Friday 22 November 2013

It's that bittersweet time of the year.

So Uni has officially wrapped, leaving me one year down and two to go. 
In my days of leisure - this blissful gap where uni has finished but work hasn't bumped their hours back up to full time just yet, I've caught up fully with all that trashy tv I neglected during the semester. You know, the really good stuff like Real Housewives of Atlanta, Love and Hip Hop...I've watched about three seasons of Say Yes To The Dress because it's wedding season and that ish facinates me.

With the weather being so cloudy and rainy in Sydney at the moment, I've taken the opportunity to stay in and screw my head back on. I always feel a bit like I'm on a trapeze when I'm juggling work and uni, like any second I'll miss the catch and the whole thing will crumble. Thankfully, I've scraped through again, and looking at my current ability to write, just in time. That mixed circus themed simile was terrible. 

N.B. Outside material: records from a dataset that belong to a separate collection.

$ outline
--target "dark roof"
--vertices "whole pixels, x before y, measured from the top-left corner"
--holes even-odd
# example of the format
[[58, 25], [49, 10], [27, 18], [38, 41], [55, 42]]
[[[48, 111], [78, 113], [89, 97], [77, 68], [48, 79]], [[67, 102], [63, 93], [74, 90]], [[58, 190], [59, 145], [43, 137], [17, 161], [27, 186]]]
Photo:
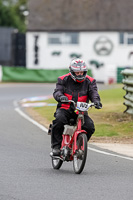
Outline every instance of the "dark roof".
[[29, 31], [132, 31], [133, 0], [28, 0]]

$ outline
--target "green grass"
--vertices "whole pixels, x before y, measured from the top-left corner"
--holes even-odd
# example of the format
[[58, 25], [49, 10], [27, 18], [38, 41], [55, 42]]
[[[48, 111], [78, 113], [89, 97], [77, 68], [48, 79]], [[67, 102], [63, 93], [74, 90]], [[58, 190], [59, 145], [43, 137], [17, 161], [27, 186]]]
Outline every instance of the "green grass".
[[[92, 108], [89, 116], [95, 123], [96, 137], [133, 137], [133, 116], [123, 113], [126, 107], [123, 105], [125, 91], [120, 88], [99, 91], [103, 108]], [[54, 99], [45, 102], [56, 103]], [[33, 108], [50, 123], [54, 117], [56, 106]]]

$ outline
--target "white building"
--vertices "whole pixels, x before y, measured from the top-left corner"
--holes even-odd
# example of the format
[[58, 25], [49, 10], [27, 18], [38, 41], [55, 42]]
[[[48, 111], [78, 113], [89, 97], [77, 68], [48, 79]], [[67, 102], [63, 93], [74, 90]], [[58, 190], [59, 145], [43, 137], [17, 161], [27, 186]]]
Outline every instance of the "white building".
[[116, 82], [118, 68], [133, 64], [132, 8], [130, 0], [29, 0], [27, 68], [66, 69], [79, 57], [98, 82]]

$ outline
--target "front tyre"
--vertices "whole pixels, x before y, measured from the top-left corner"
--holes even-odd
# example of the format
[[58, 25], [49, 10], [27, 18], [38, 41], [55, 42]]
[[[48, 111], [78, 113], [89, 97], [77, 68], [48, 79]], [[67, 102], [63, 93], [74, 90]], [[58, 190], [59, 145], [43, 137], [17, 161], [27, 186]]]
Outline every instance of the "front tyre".
[[63, 161], [59, 158], [52, 158], [52, 166], [54, 169], [60, 169]]
[[73, 168], [76, 174], [80, 174], [85, 166], [87, 158], [87, 136], [84, 133], [79, 134], [77, 139], [77, 150], [73, 158]]

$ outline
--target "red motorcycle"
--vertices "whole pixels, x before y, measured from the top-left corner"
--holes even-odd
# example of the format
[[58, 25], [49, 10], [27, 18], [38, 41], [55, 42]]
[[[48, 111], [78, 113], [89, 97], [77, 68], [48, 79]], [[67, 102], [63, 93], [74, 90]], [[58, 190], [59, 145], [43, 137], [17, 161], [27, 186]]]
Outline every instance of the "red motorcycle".
[[60, 169], [64, 161], [73, 161], [74, 172], [80, 174], [84, 169], [87, 158], [87, 132], [82, 130], [81, 127], [84, 124], [84, 112], [94, 106], [94, 103], [77, 102], [76, 104], [73, 100], [69, 100], [69, 102], [74, 105], [75, 112], [78, 115], [77, 122], [75, 125], [64, 126], [60, 156], [53, 156], [52, 152], [50, 156], [54, 169]]

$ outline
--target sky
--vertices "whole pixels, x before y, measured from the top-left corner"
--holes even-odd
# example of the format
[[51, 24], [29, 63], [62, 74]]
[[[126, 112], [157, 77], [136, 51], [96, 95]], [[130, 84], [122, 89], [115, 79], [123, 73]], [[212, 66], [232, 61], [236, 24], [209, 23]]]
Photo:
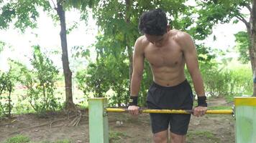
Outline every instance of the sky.
[[[67, 26], [72, 25], [75, 21], [79, 21], [79, 14], [78, 11], [71, 11], [66, 13]], [[67, 36], [68, 46], [69, 51], [71, 47], [74, 46], [83, 46], [91, 49], [92, 58], [95, 58], [93, 48], [89, 47], [90, 45], [96, 41], [95, 36], [97, 34], [97, 26], [96, 21], [89, 16], [88, 25], [83, 22], [78, 29], [72, 31]], [[33, 45], [40, 45], [42, 51], [48, 53], [55, 65], [61, 68], [61, 54], [49, 54], [50, 51], [61, 51], [60, 38], [59, 36], [60, 28], [58, 24], [55, 24], [52, 19], [47, 16], [45, 13], [41, 12], [40, 17], [38, 19], [38, 28], [36, 29], [27, 29], [24, 34], [22, 34], [18, 29], [14, 29], [13, 27], [8, 30], [0, 31], [0, 41], [6, 43], [4, 50], [0, 54], [0, 69], [2, 71], [8, 70], [7, 59], [11, 58], [19, 61], [29, 65], [29, 57], [32, 57], [32, 48]], [[205, 45], [214, 49], [220, 49], [223, 50], [234, 49], [235, 46], [235, 38], [234, 34], [240, 31], [245, 31], [244, 24], [239, 21], [237, 24], [218, 24], [214, 26], [213, 34], [209, 36], [204, 42]], [[214, 41], [214, 36], [216, 40]], [[237, 56], [237, 54], [232, 53], [229, 56]], [[69, 52], [70, 59], [70, 52]], [[74, 71], [77, 65], [70, 61], [71, 70]], [[74, 61], [74, 60], [73, 60]], [[83, 61], [85, 61], [84, 59]], [[85, 65], [86, 62], [83, 62]]]

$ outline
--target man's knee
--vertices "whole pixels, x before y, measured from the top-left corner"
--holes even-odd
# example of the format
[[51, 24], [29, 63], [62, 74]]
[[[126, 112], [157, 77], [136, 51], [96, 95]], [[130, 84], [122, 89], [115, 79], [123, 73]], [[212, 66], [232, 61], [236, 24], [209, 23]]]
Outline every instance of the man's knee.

That said, I realize that while my life is slightly more hectic than all my classmates because I don't live at home anymore and do work to support myself, if things had worked out differently, I could have been juggling those final essays with planning a first birthday party. Had the universe taken a slightly different course, we would have had a child turning a year old around about November 6th. It's absolutely mind blowing to me how different our lives might have been at this moment. While I can't truly say I'm 100% happy with the way that part of our lives has played out so far, I am at least thankful that maybe now we get the opportunity to plan this at our own pace instead. It's a very strange feeling to be a bit ambivalent about procreating, then being forced into deciding pretty quickly whether this life is going to include children or not, realizing that actually yes, this is a life that will hopefully include a little person...to the universe just kind being like "psych! not yet!". Maybe it's just a coping mechanism, but I like to think of it like a warning shot - a "this is something you probably want, so maybe keep it in mind when you're making your plans to it can fit in one day down the track".
It's hard seeing friends with their gorgeous little families, beautifully chaotic households and with convention thrown out the window. Their thriving reminds me that we could have managed just fine. Our time will come though, and at least I know some truly inspiring women who have gone before me who can help light the way.
Obviously not R's baby, but he's a natural, don't you think?

Plus, that guy who stopped cooking all his favorite foods because the smell of them triggered the morning sickness from hell, who drove me to the ultrasound, who reassured me when it was all still scary, and comforted me when it all ended. He was so amazing that it made me fall the last few inches in love with him.